座学として学ぶ理論はおそらくほとんど上澄みのようなもので、むしろ実習の現場で出会う経験こそ彼らがこれから歩む道のエキスとなってくれるでしょう。例えば、実習指導者や介護・福祉の先輩たちの態度や言葉であったり、体温を感じられる対象者との触れ合いなどこれらすべてです。
私は1年生の人たちが、聴いてくれない講義をしていることに倦怠感を感じ、自信を無くして、講師には向いていないのかも…と悩んだことがありました。しかし、学生たちに必要なことは、教科書から学べないものを伝えることかもしれないと思うようになりました。そのために必要なのは、生き方をもった講師の存在なのだろうと最近感じています。それは、彼らがこれから認知症をもつ方や障害者、あるいは児童の傍らに寄り添い、援助をしていくことを業としていくなかで、大切なことを教えるのではなく、何かを感じられる場を提供していくこと。理論や法律は言葉で語るけど、そこから学べることは15%程度の感触だけでよいのではないかと思うと、とても楽になりました。

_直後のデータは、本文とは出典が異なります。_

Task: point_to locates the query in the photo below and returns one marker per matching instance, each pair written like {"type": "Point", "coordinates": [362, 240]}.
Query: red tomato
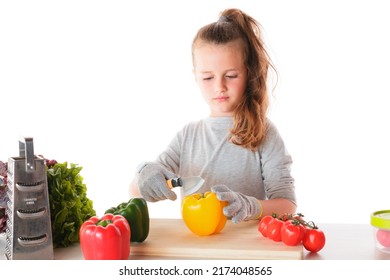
{"type": "Point", "coordinates": [314, 239]}
{"type": "Point", "coordinates": [263, 225]}
{"type": "Point", "coordinates": [274, 229]}
{"type": "Point", "coordinates": [383, 237]}
{"type": "Point", "coordinates": [291, 233]}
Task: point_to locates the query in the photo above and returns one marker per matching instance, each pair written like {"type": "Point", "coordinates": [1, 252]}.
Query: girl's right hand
{"type": "Point", "coordinates": [152, 182]}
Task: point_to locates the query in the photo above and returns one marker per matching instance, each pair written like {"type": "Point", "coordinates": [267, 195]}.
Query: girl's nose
{"type": "Point", "coordinates": [220, 86]}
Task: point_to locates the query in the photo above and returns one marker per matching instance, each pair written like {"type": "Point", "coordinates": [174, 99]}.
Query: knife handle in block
{"type": "Point", "coordinates": [174, 182]}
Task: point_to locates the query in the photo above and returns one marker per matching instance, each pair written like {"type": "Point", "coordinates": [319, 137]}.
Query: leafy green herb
{"type": "Point", "coordinates": [69, 204]}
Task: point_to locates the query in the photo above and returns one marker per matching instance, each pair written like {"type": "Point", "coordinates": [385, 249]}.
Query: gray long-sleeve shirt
{"type": "Point", "coordinates": [202, 148]}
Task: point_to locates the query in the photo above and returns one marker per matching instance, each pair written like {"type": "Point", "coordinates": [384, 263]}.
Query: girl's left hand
{"type": "Point", "coordinates": [240, 207]}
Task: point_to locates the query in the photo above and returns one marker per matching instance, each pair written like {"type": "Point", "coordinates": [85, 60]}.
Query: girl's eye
{"type": "Point", "coordinates": [231, 76]}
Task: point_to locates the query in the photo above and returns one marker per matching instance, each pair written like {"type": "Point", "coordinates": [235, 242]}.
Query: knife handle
{"type": "Point", "coordinates": [174, 182]}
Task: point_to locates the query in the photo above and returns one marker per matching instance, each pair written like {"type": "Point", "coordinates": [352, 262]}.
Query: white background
{"type": "Point", "coordinates": [106, 85]}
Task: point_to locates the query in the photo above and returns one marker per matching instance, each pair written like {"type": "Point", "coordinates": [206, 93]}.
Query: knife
{"type": "Point", "coordinates": [190, 185]}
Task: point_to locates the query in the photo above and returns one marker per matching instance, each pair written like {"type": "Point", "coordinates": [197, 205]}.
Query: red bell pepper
{"type": "Point", "coordinates": [107, 238]}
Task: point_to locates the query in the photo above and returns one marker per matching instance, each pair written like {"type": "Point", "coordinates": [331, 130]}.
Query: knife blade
{"type": "Point", "coordinates": [190, 185]}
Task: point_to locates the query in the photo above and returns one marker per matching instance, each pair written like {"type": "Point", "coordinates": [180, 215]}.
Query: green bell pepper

山頭火は、一草庵で、「所詮は自分を知ることである。私は私の愚を守ろう」と日記に記しました。また「前書きなしの句というものはないといえる。前書きとは、作者の生活である。」と言い、自分の生き方があり、作品ができることを言っています。
看護師という職業を経た山口敦子という詩人が、種田山頭火に惹かれ、自身の生き方を重ねていく作品群。それは、そのまま私に福祉を志し、後へ続く人たちへの言葉を静かに与えてくれます。